By Cal Johnson, President & CEO
YMCA of Roanoke Valley
Just how ‘C’ is the YMCA? Good question. Most people know that ‘YMCA” stands for Young Men’s Christian Association, reflecting our earliest days when the name described our membership.
But the Y is no longer just for young people (the fastest growing age group for YMCAs is 50 and up) and we’re no longer male-only (we now have as many female members as male!). But what about the ‘C’ in the YMCA’s name?
In our culture, and indeed throughout the world, there are a lot of understandings and definitions of ‘Christian’. The word is used as an adjective for various behaviors, values, lifestyles, beliefs. In fact, it has probably been used so often as to have lost some of its core meaning, leading to much confusion and many disagreements among the many who call themselves Christian.
For us at the YMCA, the use of the word ‘Christian’ is very intentional and straightforward. It means that we do our best every day to model our operations, our programs, and our relationships on the Christ of scripture, through the core values of caring, honesty, respect, and responsibility.
It means that---like Christ---we are inclusive, open to every person seeking a better life. It means that---like Christ---we are focused on touching lives with positive influences, to help each person whom we reach become all that God intends him or her to be. It means that we work hard to provide a positive environment and a comprehensive program that recognizes and treats each person as a special child of God.
Indeed, our mission says it best: we put Christian principles into practice through programs that build healthy spirit, mind, and body for all. And we take the “for all” seriously, welcoming persons from all faiths, backgrounds, and perspectives.
One of the great American evangelists of the 19th and early 20th centuries, Dwight Moody, served as a “YMCA missionary” on the Civil War battlefields. During that time, he helped define the Christian underpinnings of the YMCA when he wrote “we are called to be a beacon in this darkness, a light in the world showing people how much God loves them.”
Today, nearly 160 years later, almost 3,000 YMCAs across this country continue to strive to let that light shine. In after-school and tutoring programs, in swim classes and summer camps; through adult and teen health and wellness training, in basketball leagues, in flag football and pre-school soccer; in mentoring at-risk kids and in providing leadership development programs for the next generations, YMCAs continue to live by our Christian principles, making the world a better place one success story at a time.
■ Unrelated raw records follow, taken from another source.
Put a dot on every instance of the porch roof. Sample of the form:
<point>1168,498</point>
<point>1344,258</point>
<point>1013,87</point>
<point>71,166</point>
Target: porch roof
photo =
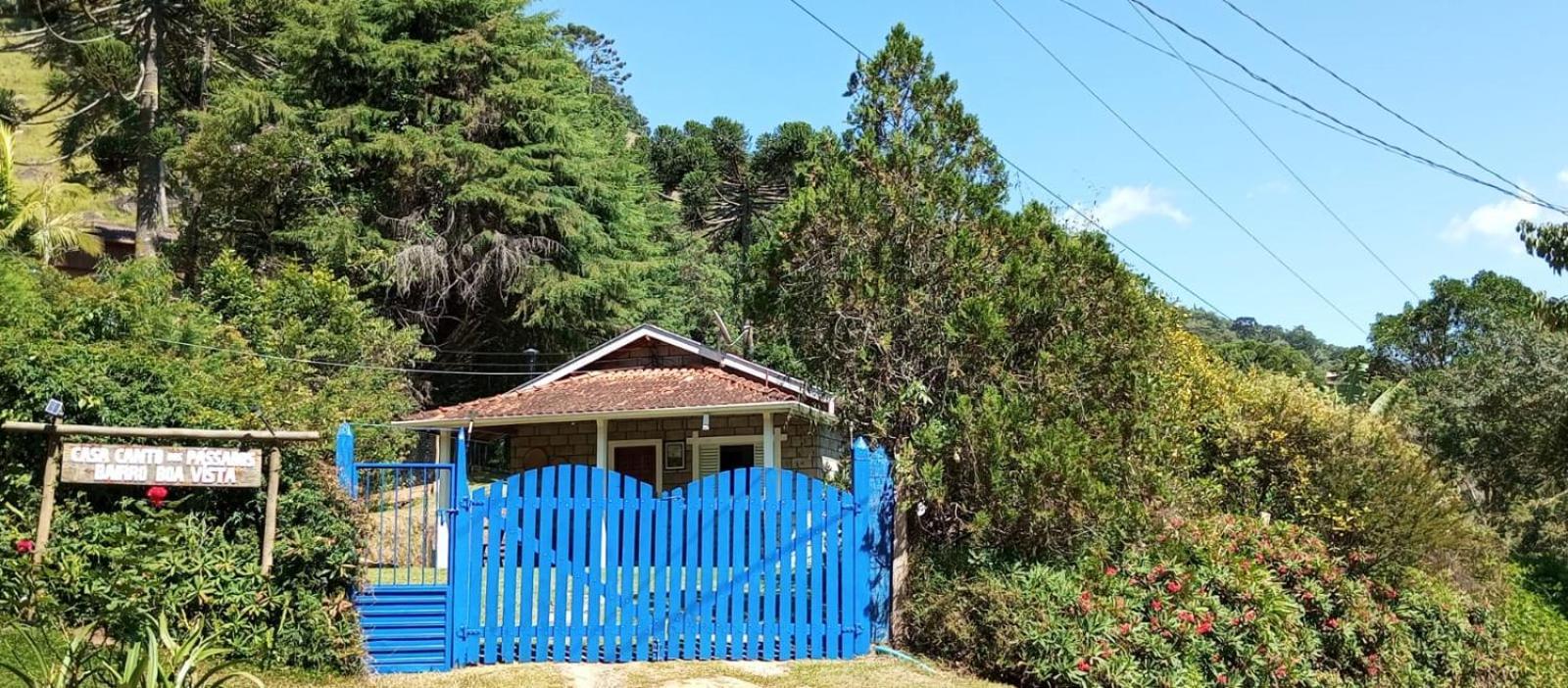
<point>627,392</point>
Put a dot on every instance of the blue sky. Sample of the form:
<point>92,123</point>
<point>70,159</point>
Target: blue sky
<point>1484,75</point>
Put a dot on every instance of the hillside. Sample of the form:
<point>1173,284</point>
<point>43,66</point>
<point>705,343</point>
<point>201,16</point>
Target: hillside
<point>36,152</point>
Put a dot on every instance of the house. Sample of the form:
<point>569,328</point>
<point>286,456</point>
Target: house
<point>661,408</point>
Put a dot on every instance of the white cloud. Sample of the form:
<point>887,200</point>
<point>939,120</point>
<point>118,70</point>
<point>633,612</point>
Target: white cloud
<point>1494,222</point>
<point>1128,204</point>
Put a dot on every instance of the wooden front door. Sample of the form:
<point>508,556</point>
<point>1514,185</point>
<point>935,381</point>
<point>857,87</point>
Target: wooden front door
<point>640,463</point>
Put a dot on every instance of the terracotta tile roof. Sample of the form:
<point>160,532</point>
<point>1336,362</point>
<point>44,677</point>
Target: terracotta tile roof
<point>632,389</point>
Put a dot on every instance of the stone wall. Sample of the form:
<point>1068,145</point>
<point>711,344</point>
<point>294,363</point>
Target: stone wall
<point>551,444</point>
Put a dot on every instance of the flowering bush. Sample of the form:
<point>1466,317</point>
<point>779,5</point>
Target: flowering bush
<point>1222,601</point>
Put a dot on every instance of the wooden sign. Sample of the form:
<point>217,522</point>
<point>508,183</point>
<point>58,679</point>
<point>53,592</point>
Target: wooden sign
<point>169,466</point>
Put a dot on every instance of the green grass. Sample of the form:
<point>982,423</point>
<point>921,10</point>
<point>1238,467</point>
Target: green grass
<point>864,672</point>
<point>35,143</point>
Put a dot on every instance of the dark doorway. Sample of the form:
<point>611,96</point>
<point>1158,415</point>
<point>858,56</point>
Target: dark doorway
<point>640,463</point>
<point>737,457</point>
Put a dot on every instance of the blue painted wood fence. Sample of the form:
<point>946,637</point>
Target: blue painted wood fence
<point>574,563</point>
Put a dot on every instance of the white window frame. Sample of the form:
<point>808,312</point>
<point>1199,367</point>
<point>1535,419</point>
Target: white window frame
<point>659,457</point>
<point>731,439</point>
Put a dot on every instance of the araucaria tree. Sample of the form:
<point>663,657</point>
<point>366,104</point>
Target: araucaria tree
<point>125,73</point>
<point>987,345</point>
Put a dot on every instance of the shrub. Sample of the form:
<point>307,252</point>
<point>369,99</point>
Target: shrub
<point>1300,455</point>
<point>1536,622</point>
<point>1212,602</point>
<point>94,344</point>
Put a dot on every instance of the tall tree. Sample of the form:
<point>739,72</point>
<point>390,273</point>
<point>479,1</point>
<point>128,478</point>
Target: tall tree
<point>452,157</point>
<point>725,182</point>
<point>129,68</point>
<point>1437,331</point>
<point>1008,363</point>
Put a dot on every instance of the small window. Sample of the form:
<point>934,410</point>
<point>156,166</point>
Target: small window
<point>736,457</point>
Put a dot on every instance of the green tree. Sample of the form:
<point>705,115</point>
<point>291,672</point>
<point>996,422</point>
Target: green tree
<point>41,221</point>
<point>1010,364</point>
<point>1497,418</point>
<point>1443,328</point>
<point>454,159</point>
<point>1549,243</point>
<point>129,70</point>
<point>1275,356</point>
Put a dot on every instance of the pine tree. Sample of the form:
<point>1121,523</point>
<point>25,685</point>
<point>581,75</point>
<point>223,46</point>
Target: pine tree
<point>127,70</point>
<point>455,159</point>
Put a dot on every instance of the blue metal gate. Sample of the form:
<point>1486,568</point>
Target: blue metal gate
<point>574,563</point>
<point>405,606</point>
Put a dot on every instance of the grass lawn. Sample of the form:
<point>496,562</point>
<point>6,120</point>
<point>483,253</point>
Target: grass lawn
<point>866,672</point>
<point>35,143</point>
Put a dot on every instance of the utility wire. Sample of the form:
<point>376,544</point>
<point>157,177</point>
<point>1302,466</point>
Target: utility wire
<point>1379,141</point>
<point>1435,138</point>
<point>1223,78</point>
<point>1272,152</point>
<point>336,364</point>
<point>1178,170</point>
<point>1063,201</point>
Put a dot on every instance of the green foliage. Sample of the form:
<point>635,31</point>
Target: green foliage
<point>1211,602</point>
<point>1294,351</point>
<point>984,345</point>
<point>102,347</point>
<point>43,220</point>
<point>452,159</point>
<point>1270,356</point>
<point>1496,418</point>
<point>1549,243</point>
<point>1536,621</point>
<point>1353,478</point>
<point>154,661</point>
<point>1442,329</point>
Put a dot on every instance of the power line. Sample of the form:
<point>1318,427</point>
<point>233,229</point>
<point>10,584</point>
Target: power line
<point>1272,152</point>
<point>1220,77</point>
<point>1435,138</point>
<point>336,364</point>
<point>1376,140</point>
<point>1178,170</point>
<point>1063,201</point>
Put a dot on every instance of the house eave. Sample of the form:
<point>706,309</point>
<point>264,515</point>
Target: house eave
<point>794,408</point>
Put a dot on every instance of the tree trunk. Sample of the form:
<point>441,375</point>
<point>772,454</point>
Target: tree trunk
<point>153,219</point>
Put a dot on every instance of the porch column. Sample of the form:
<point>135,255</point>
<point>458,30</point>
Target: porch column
<point>603,447</point>
<point>768,452</point>
<point>443,486</point>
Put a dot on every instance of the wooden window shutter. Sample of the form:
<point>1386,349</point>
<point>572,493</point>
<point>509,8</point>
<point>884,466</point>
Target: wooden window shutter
<point>706,460</point>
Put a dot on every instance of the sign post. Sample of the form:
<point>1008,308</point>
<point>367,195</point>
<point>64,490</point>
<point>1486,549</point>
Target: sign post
<point>146,465</point>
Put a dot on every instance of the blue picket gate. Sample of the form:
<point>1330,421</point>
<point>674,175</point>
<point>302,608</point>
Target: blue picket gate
<point>574,563</point>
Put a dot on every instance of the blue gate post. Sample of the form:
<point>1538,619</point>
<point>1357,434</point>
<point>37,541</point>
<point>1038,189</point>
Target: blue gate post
<point>874,500</point>
<point>460,562</point>
<point>347,476</point>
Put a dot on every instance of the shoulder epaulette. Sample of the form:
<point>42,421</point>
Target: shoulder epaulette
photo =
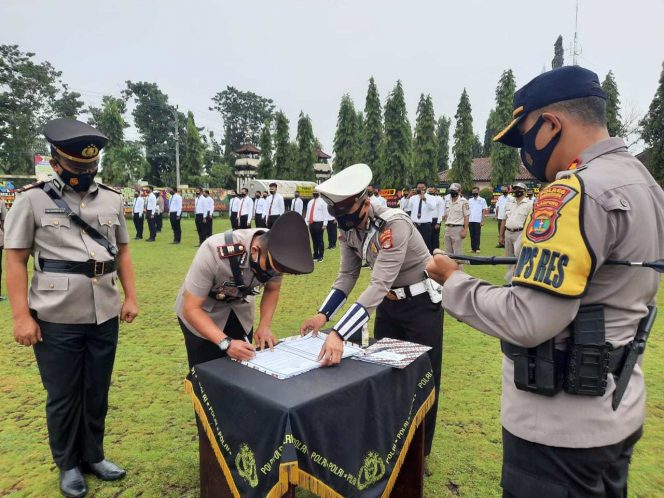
<point>30,186</point>
<point>119,192</point>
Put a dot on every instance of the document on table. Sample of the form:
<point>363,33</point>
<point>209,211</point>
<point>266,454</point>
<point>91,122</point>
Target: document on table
<point>294,356</point>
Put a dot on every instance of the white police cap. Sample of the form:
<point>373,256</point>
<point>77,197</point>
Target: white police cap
<point>342,190</point>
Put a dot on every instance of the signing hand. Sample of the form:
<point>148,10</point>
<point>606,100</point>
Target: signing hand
<point>330,353</point>
<point>241,350</point>
<point>441,267</point>
<point>264,337</point>
<point>26,331</point>
<point>313,324</point>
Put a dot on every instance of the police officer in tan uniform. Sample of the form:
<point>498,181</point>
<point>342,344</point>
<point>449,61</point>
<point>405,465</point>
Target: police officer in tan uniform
<point>407,303</point>
<point>573,401</point>
<point>516,213</point>
<point>457,214</point>
<point>75,230</point>
<point>216,303</point>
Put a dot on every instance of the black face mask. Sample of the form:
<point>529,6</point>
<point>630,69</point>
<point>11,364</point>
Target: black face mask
<point>81,182</point>
<point>536,160</point>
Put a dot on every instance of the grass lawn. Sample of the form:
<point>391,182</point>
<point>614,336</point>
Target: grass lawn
<point>150,427</point>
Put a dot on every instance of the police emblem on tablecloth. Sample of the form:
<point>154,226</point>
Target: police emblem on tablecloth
<point>546,211</point>
<point>372,470</point>
<point>245,462</point>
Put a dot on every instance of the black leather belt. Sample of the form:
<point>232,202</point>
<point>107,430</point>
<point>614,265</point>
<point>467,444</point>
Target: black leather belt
<point>89,268</point>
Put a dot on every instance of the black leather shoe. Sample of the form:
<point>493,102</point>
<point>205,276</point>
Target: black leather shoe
<point>105,470</point>
<point>72,483</point>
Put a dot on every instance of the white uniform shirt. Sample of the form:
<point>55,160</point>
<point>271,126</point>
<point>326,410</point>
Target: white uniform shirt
<point>274,205</point>
<point>139,205</point>
<point>175,206</point>
<point>477,207</point>
<point>320,212</point>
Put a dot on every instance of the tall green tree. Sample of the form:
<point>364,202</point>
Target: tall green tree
<point>504,160</point>
<point>243,113</point>
<point>652,132</point>
<point>443,141</point>
<point>266,165</point>
<point>425,147</point>
<point>613,118</point>
<point>306,149</point>
<point>396,159</point>
<point>558,53</point>
<point>373,129</point>
<point>345,138</point>
<point>281,147</point>
<point>463,144</point>
<point>31,93</point>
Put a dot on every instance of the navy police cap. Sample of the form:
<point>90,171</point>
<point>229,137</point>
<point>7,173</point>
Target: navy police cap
<point>75,140</point>
<point>564,83</point>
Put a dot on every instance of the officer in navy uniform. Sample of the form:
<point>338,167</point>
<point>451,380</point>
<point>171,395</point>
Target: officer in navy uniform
<point>406,301</point>
<point>572,326</point>
<point>75,230</point>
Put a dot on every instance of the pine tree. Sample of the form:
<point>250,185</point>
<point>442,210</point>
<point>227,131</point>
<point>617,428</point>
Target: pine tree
<point>504,160</point>
<point>373,129</point>
<point>463,144</point>
<point>396,158</point>
<point>265,167</point>
<point>652,132</point>
<point>345,138</point>
<point>443,140</point>
<point>558,59</point>
<point>613,119</point>
<point>281,147</point>
<point>425,148</point>
<point>306,149</point>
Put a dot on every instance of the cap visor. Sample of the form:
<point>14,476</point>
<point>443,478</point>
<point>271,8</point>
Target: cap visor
<point>510,134</point>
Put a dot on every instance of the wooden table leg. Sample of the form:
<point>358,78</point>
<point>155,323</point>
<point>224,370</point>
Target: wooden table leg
<point>410,481</point>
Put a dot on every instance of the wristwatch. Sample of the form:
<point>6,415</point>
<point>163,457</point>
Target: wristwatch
<point>224,344</point>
I am reminded of the wonderful words of Sister Teresa several years ago, when she wrote: “Christ has no body on earth but yours, no hands but yours, no feet but yours. Yours are the eyes through which his compassion will look upon the world. Yours are the feet with which he will go about doing good. Yours are the hands with which he will bless others now.”
In the YMCA movement across the globe, and here locally in the YMCA of Roanoke Valley and in our sister Ys throughout the region, that is how we live out our ‘C’---putting Christian principles into practice, to build a better world.